IIIУлыбаются окровавленные губы, словно у спящего человека, мучимого нечистой страстью. Подойди, Мария, и посмотри на него, ради кого ты отвергла свой дом и семью! Если посмеешь, поцелуй эти бледные окровавленные губы, которые лгали так умело. Много слез из-за него было пролито при его жизни. Еще больше прольется после его смерти.
. . . . .Ссора Лепы и Черногора[106]
Да будет проклят Остоич! Да будет проклят и Николо Дзиани, Николо Дзиани с дурным глазом! Пусть изменят им жены, и пусть дети их будут уродами! Пусть погибнут они как подлые трусы! Погубили они двух славных вождей.
. . . . .
IIКто умеет читать и писать, кто любит сиднем сидеть, пусть торгует в городе тканями. У кого смелое сердце, пусть берет острую саблю и идет на войну. На войне богатеет молодежь...
IIIО Лепа! О Черногор! Поднимается ветер, ставьте все паруса. Святая дева и святой Евсевий охраняют ваши легкие ладьи. Ладьи ваши — словно два орла, что спустились с черной горы похищать в долине ягнят.
IVЛепа доблестен в битве, Черногор тоже храбрый воин. Отнимают они драгоценности в городах у богатых бездельников. Но щедры они с гузларами, как подобает храбрецам, и много жертвуют беднякам[107].
VЗато им и отдали сердце первейшие из красавиц. Лепа женился на прекрасной Ефимии, Черногор женился на светлокудрой Настасье. Возвращаясь из морского похода, призывали они искусных гузларов и веселились, попивая вино и водку.

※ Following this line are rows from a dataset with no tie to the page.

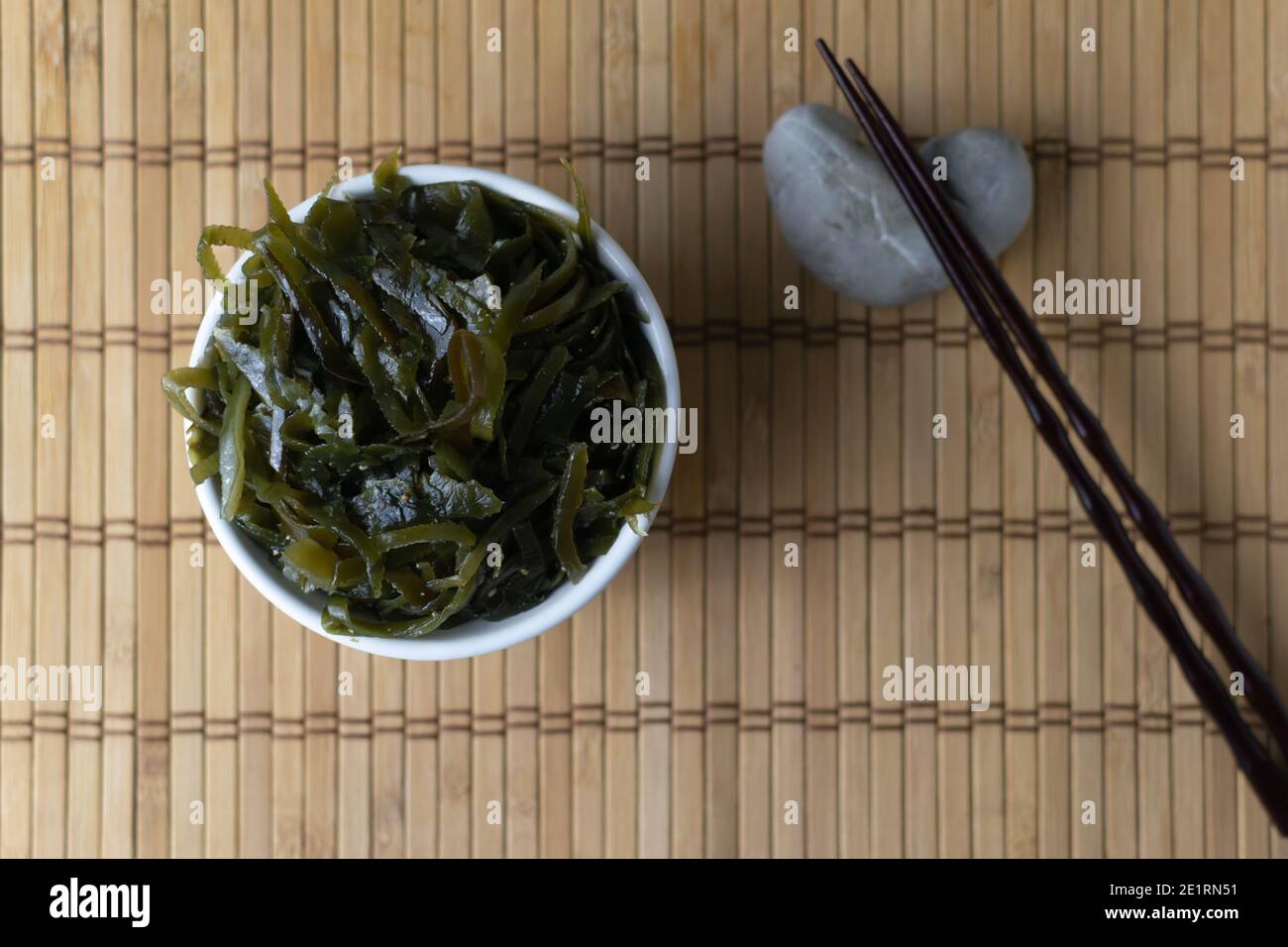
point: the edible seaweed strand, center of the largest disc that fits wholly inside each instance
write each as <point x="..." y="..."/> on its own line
<point x="404" y="423"/>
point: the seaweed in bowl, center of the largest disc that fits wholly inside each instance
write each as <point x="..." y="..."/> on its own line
<point x="404" y="419"/>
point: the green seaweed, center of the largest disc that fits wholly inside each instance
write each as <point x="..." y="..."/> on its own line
<point x="413" y="394"/>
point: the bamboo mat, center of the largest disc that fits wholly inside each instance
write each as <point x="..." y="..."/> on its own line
<point x="763" y="729"/>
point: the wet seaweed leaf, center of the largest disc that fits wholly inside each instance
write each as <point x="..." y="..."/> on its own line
<point x="413" y="394"/>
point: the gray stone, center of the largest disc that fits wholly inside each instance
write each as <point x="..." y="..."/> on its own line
<point x="846" y="222"/>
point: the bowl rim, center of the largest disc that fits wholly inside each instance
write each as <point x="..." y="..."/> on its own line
<point x="477" y="637"/>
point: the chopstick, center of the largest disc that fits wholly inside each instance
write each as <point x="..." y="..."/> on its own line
<point x="978" y="279"/>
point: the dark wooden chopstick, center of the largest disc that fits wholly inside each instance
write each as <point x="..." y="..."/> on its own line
<point x="977" y="279"/>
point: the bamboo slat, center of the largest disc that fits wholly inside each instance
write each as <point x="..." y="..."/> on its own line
<point x="725" y="694"/>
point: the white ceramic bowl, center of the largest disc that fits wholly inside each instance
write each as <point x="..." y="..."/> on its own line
<point x="475" y="637"/>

VIЗахватили одни однажды богатую ладью, вытащили ее на берег и нашли в ней прекрасную парчовую одежду[108]. Верно, прежний владелец жалел о такой потере. Но из-за этой богатой ткани едва не вышло большой беды, ибо Лепе она приглянулась и Черногору тоже.
VII«Первым я вошел в эту ладью, — сказал Лепа. — Я возьму парчовую одежду для жены моей Ефимии». Но Черногор ему ответил: «Нет, забирай все остальное, а в это платье я наряжу мою жену Настасью». И оба они вцепились в платье и стали тянуть к себе, так что оно едва не порвалось.
VIIIЧерногор побледнел от гнева. «Ко мне, мои молодцы! Помогите мне взять одежду!» Выхватил он пистолет, но не попал в Лепу, а убил его оруженосца[109]. Тотчас сабли вылетели из ножен: страшно было смотреть на это дело, страшно о нем и рассказывать.